Except, it was impossible to move on. Elden Ring was everywhere for months after launch thanks to all the zany challenges that players were pulling off, cool lore and secrets that others were uncovering, and the internet’s overall obsession with the title. I can’t quite remember what it was that finally made me cave, but I eventually became one of the millions of Tarnished taking on the perils of the Lands Between.
Speaking of challenges, check out this streamer beating Elden Ring with a dance mat below.
My expectations for myself were on the floor when I first started, if I’m being honest. I made it a goal to take down one main story boss, and then see how I felt about my prospects for the rest of the game. I’m not going to lie, upon slaying Margit the Fell Omen, I wasn’t filled with confidence, but instead relief that I’d finally pushed past my first major hurdle. Even so, that ridiculous hit of adrenaline and dopamine from taking down the guy was enough to make me keep going, and I soon realised that even though I was admittedly terrible in battle with my trigger-happy dodging and awful judgement of when and when not to attack, the title is surprisingly accommodating of total newbies.
Elden Ring’s gorgeous, sprawling open world is a huge part of this. For the first time in Soulsborne history, players can simply decide to nope out of particularly difficult boss battles and go and explore somewhere else instead. Sure, there’s still a certain amount of bosses that you’re required to take down if you want to progress the story, but most of the time, you’ve got options - there’s no need to slam your head against your controller for hours on end when you could be having fun discovering the world’s secrets (and inevitably finding new items, felling other enemies and becoming stronger in the process).

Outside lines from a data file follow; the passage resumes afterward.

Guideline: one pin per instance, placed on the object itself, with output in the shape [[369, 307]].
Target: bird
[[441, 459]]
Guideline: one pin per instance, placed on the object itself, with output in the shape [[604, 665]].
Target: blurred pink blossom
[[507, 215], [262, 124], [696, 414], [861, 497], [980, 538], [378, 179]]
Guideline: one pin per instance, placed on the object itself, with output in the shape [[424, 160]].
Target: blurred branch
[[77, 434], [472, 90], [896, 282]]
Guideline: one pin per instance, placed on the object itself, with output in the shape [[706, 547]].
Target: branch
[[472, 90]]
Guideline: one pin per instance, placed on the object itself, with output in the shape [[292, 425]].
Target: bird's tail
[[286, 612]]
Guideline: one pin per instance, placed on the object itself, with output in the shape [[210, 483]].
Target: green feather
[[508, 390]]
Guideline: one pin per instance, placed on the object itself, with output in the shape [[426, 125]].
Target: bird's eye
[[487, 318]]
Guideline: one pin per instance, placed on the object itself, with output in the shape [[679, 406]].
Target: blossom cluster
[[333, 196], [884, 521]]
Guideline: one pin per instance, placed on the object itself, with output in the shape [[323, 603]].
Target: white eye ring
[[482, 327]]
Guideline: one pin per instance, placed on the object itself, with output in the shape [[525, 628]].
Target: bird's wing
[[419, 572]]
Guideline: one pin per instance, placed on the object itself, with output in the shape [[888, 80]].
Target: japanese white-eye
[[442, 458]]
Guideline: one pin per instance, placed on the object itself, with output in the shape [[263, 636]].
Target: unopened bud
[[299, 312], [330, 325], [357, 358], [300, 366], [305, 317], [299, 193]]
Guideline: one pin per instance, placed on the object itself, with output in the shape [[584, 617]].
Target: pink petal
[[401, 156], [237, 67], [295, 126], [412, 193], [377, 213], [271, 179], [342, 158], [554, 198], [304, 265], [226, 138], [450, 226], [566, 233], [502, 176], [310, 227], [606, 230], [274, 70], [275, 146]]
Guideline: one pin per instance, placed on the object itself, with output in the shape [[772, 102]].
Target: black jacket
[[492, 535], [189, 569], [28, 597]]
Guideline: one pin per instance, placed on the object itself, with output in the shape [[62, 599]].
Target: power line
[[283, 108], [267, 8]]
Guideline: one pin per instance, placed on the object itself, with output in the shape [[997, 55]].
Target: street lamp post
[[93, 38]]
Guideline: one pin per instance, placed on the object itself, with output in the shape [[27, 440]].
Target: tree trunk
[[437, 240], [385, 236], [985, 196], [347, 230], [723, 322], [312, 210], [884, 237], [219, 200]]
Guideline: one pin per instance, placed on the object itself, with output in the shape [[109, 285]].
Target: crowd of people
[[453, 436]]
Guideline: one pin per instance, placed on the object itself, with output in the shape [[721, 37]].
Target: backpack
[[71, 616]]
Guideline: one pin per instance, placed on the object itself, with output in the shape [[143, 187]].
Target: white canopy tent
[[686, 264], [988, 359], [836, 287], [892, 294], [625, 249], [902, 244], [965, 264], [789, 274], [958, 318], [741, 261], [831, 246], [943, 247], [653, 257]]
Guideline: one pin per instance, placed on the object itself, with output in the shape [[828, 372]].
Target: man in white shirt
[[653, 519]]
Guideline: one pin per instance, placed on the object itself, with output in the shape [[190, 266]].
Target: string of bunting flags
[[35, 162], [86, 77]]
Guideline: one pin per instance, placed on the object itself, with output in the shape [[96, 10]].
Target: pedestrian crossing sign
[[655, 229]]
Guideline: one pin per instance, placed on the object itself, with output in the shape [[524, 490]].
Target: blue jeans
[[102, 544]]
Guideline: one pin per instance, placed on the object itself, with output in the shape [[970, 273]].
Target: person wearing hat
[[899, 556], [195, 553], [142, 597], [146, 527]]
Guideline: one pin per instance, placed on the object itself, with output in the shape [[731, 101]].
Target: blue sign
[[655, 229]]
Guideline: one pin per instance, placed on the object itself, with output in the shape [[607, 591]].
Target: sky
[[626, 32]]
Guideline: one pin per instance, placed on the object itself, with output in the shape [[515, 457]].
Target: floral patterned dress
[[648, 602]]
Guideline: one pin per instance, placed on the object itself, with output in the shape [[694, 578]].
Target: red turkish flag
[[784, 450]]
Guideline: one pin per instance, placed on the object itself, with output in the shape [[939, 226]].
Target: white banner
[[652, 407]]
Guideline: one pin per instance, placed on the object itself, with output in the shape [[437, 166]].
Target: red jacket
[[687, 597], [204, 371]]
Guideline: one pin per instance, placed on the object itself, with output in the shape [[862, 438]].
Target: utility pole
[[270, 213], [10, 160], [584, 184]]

And what incredible secrets there are to be found. It’s easy to make an open-world game big for the sake of being big, but FromSoftware included so many details, lore and treasures to discover in every inch of the map that you could play for hundreds of hours and still not see everything it has to offer. I’ll never forget the moment that I first descended into Siofra River and sat in awe, not just of the magical landscape in front of me, but at the fact that the already enormous map had a gigantic underground half that’d been hidden up to that point. While Siofra River is hardly a secret at this point, there are so many nooks and crannies in literally every area that it almost feels rude to rush through a location without jumping onto every ledge, hitting every wall, and smashing every enemy just in case there’s something to be uncovered.
The openness of the world also contributes heavily to the flexibility in which players can approach combat and character customisation. Although Soulsborne players constructing weird and wonderful builds for their characters is nothing new, being able to run out and grab anything you need to construct them basically whenever you want means that the most absurd, game-destroying setups can be put together pretty much instantly. Just take the guy who managed to defeat every main boss in a single hit - although he was no newbie, anyone could - in theory - recreate the build and breeze through the story with ease. In this sense, the game is essentially as hard as you want it to be.
Frankly though, with exploration being just as big a part of the game as the boss fights, it hardly matters even if you’re at a total loss as to how to progress - there’s still so much fun to be had. Although I did finish the game in the end, looking back on my time with it, I cherished those moments of discovery even more than the victories against the most hard-fought enemies (apart from beating Malenia, perhaps - that was euphoric). That thrill was what kept me going, and by drawing me back in time and time again, I eventually became better at those ‘main’ Soulsborne elements that I’d initially struggled with. I now genuinely want to try out Bloodborne and Dark Souls 3 because I’m hooked on the feeling that Elden Ring gave me, but without that open world and the freedom to take things at my own pace, I have very little doubt that I’d have shelved the game within the first 10 hours.
Elden Ring is so much more than a game that exists solely to be difficult - without trying to be corny, it’s an experience. While I don’t think the addition of an easy mode would do the game or its players any harm, I really appreciate that there’s just about something for everyone behind its daunting exterior, and that can definitely be enough to hook Soulsborne novices like me on a genre of games they could never have imagined enjoying.